My doctor told me the only drug to take for it is a self injectable drug once a month. That was the only option she gave me. I have pain everyday to the point where I want to go to the ER but I know there's no point in doing that. She will only give me 800mg ibuprofen which really has been no help at all
Hi dear, I know the feeling and I understand. Was also diagnosed with Endo in November as well. My gynea left me in the dark. He couldn't give me answers to the questions I had. Right now I'm on vissane and now on day 35 of the treatment. Was suppose to have my periods on the 24th, haven't had them till now, there is not even a sign that I'm gonna have them. My only problem now is the sharp abdominal pains and I'm forever bloated. And it's so hurting that I only saw now on the comments that endo is a chronic desease.
Im sorry to say this but yes can be back... I had same issue after my 1st lapo... By the 3rd month all pain was back and worse.. i went docs and was told same as you...slim chance. I had to fight for 2years of back and forth to finally see my actual consultant who did my surgery.. she operated again 1month later and it was back bad! All gone again now and been diagnosed with adenmyosis too. 14days now since lapo and coil fitted... But feel a slight pain where was before.. hopinf its not back as iv had enuff.

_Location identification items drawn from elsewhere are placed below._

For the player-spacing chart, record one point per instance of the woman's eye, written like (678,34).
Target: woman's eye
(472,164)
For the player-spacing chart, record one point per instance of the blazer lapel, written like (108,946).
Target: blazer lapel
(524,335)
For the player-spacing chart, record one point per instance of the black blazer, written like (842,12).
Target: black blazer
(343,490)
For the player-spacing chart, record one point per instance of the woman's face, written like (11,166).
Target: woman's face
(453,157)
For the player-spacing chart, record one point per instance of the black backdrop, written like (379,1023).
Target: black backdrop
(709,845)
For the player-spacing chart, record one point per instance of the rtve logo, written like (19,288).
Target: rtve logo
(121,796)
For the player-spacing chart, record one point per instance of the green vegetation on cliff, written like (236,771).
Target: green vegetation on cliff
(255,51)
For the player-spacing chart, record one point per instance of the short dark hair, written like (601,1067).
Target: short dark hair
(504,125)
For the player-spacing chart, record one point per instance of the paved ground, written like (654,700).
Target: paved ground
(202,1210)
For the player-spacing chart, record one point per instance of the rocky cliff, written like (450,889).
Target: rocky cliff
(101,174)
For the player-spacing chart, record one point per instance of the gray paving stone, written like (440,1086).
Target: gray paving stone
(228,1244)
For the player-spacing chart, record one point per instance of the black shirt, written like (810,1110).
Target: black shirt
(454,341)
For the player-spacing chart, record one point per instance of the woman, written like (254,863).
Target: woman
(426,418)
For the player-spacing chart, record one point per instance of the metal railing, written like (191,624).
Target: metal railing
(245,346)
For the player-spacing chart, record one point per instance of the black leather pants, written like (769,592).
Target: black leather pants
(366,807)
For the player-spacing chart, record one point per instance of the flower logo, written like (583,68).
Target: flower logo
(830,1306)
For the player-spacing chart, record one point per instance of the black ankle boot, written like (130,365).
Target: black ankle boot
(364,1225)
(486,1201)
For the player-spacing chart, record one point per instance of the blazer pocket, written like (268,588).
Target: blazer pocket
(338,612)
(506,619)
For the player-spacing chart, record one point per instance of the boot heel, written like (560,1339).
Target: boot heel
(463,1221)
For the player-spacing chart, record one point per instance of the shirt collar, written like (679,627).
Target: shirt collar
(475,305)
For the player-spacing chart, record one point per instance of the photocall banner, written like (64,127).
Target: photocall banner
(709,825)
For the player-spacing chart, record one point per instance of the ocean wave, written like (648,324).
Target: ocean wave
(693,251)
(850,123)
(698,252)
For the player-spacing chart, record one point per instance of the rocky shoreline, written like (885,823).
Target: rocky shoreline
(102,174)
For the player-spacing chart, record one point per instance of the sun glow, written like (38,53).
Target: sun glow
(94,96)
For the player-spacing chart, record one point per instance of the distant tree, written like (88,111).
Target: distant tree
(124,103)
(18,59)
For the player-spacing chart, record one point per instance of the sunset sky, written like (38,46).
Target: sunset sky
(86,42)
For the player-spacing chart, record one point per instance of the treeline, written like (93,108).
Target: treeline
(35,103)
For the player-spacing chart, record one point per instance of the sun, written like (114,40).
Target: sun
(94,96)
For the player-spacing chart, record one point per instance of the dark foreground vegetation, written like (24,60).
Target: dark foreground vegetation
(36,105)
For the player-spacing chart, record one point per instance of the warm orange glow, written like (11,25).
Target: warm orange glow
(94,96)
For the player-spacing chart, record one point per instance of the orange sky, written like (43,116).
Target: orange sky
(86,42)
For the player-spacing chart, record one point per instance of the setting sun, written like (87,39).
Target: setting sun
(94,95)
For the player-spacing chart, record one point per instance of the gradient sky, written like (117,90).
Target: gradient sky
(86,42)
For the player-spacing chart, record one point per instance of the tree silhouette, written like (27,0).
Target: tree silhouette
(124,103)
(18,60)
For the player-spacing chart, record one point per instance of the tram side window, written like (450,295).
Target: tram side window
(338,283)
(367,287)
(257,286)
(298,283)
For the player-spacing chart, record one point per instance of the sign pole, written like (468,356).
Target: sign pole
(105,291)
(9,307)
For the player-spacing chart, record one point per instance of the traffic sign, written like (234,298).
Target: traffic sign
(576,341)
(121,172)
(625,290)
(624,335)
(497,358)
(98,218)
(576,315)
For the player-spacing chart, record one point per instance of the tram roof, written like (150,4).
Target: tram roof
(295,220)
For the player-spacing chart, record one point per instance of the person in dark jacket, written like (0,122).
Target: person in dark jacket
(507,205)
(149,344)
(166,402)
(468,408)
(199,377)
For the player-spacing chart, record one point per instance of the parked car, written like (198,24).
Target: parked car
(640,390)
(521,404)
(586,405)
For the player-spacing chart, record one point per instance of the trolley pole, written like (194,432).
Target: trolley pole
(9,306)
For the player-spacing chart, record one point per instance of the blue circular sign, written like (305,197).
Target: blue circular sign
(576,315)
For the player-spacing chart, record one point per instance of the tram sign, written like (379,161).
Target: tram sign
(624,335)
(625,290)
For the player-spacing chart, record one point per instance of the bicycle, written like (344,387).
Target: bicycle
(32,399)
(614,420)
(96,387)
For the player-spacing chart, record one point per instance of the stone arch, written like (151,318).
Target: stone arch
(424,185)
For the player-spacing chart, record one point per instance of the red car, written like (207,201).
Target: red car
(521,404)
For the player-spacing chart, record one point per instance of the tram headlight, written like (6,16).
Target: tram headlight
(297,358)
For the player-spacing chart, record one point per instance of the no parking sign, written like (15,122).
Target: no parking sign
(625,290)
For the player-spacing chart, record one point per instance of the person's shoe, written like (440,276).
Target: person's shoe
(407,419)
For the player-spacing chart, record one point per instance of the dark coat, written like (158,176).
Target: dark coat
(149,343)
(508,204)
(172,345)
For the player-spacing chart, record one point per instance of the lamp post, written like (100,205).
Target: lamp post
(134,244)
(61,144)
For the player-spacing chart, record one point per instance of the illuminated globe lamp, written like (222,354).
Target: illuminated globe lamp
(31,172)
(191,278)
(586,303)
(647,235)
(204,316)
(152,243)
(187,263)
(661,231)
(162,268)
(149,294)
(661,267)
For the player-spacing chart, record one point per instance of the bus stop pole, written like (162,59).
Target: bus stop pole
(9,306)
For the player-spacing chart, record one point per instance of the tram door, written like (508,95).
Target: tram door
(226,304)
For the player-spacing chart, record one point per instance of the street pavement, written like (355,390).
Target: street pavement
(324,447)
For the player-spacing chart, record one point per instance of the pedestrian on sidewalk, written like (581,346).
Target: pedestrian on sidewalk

Keep pushing for answers and never give up xx
Can I suggest that it's worth reading up the online information pack available on the Endometriosis UK website as a starting point to find out more? Some of the questions here are covered in that information I think, including what the disease does, how it works, what the current treatment options are, possible ways to approach self-help for management.
I have been researching ever since I was diagnosed just after New Year to find out more and found that pack to be a good neutral starting point. (I've since read up on all sorts including medical studies when I can find them.)